In a quick Google search, I pull up a 1999 article in the Cincinnati Enquirer quoting a descendant of Madison Hemings named Priscilla Lanier saying she only learned of a link to Jefferson in the 1980s, when a cousin began doing genealogical research. So at least in this case, the history of a link to Jefferson was not passed down through the generations. There wasn't an oral tradition of a link to Jefferson.
Under the year 1862, it says: "Bacon was not employed at Monticello until five years after Harriet Hemings's birth." This is not accurate.
Edmund Bacon said to Rev. Pierson that he began work at Monticello on December 27, 1800. Harriet Hemings was born in April of 1801. At the time Bacon arrived at Monticello, therefore, Sally Hemings was four or five months pregnant with Harriet.

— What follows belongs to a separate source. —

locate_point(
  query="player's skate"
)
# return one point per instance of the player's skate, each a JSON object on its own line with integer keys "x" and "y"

Maybe there is still a problem with chronology. But maybe not. A man is usually still the lover after impregnating the woman. Often he draws closer to her.......
Here is the specific reference: In "Jefferson at Monticello" by Rev. Hamilton W. Pierson (published 1862), Edmund Bacon said the following:
"I went to live with him [Jefferson] the 27th of the December before he was inaugurated as President."
Jefferson was inaugurated in 1801. Therefore, Bacon began work at Monticello on Dec. 27, 1800.
Bacon was promoted to overseer of Monticello in 1806. But he began work there in 1800. It seems that his eye-witness account was dismissed due to poor attention to detail on the part of Monticello researchers and this committee.